In an interview with the magazine Pink News, Mrs Morgan said of her previous voting position: "I take it for some people it's not difficult at all. It was completely obvious, just sort of overdue for many people. But I think that, if we as a country want to talk about tolerance, and respect, I think we all have to understand that there are some things that are obvious for some people, and less so, or need more explanation, for others."

She said she "probably would" vote differently if the vote was now but "at the end of the day as a Member of Parliament I'm also here to represent my constituents and as I've said I had requests of 10-to-1 asking me to vote against it.
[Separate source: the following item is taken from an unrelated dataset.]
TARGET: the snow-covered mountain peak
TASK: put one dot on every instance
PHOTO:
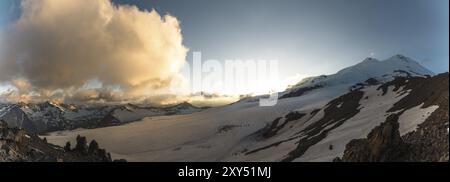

I wish people had come forward earlier to say that 'actually we'd like you to support it'."

Ms Morgan was heckled when she defended her change of views at the Pink News awards at the Palace of Westminster on Wednesday.

As she urged the audience to "judge me on my record", one critic repeatedly shouted "you voted against it" at the reception in Commons Speaker John Bercow's official residence.

Earlier, she told the BBC that she welcomed the fact that 1,400 same-sex couples had married under the new law.

Image copyright Getty Images
Image caption Peter McGraith and David Cabreza were married at Islington town hall as the law came into force

She was speaking as she unveiled plans for the government to spend £2m tackling homophobic bullying in schools.

Mrs Morgan said that "young people can sometimes use language either thoughtlessly or deliberately, particularly around the use of the word 'gay'.

"For a young person who is perhaps thinking about coming out or is unsure of their sexuality - being called names is something that will mean that they won't want to go to school."

She said that "in some cases of course it can lead to other problems, not only not getting your qualifications - but things like mental health problems as well".